Boosting Thermoelectric Performance of 2D Transition-Metal Dichalcogenides by Complex Cluster Substitution: The Role of Octahedral Au₆Clusters

The concept of element substitution was introduced with the discovery of classic semiconductors in the early 1930s. While it has been demonstrated as an effective strategy to tune the physical properties of related materials over many decades, it is physically limited to the atomic size mismatch between the dopant and the host. From another perspective, if a complex cluster can be chemically introduced into a system with a similar structure, it can be regarded as the equivalent cluster version of substitution.
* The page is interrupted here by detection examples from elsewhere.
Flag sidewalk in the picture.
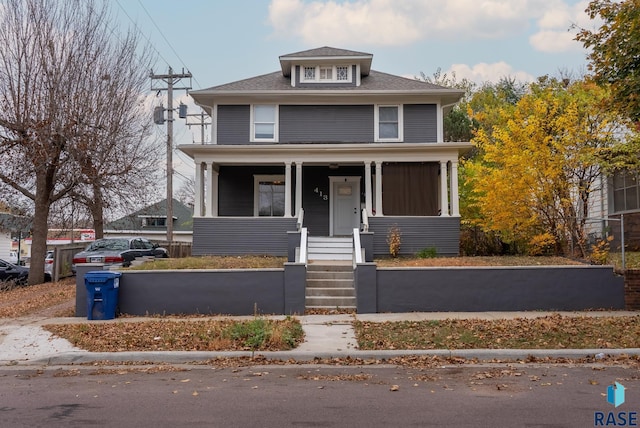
[0,311,640,365]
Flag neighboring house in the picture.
[180,47,471,255]
[104,199,193,242]
[0,213,31,261]
[607,171,640,251]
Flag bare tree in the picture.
[0,0,158,284]
[176,177,196,207]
Complex atomic configurations usually offer more tortuous phonon paths and stronger phonon anharmonicity; however, the phenomenon of complex cluster substitution is generally less studied compared with the traditional element substitution. In this work, we take the first step using density functional theory (DFT) calculations to learn the electrical and thermal transport properties of a 1T phase transition-metal dichalcogenide (TMD) monolayer incorporated with octahedral Au6 clusters, i.e., T-Au6S2. It is found that complex cluster substitution leads to a higher phonon scattering frequency and ultralow lattice thermal conductivity (0.167 and 0.171 W/mK at 700 K along the x axis and y axis). Besides, the introduction of Au6 clusters can effectively optimize the electronic structures, balance the relationship between the Seebeck coefficient and the electrical conductivity, and thus improve the power factor. Consequently, T-Au6S2 exhibits a high thermoelectric figure of merit ZT of 3.75 (3.79) at 700 K along the x axis (y axis). Our work demonstrates that complex cluster substitution is a promising route to improve the TE conversion efficiency for low-dimensional semiconductors.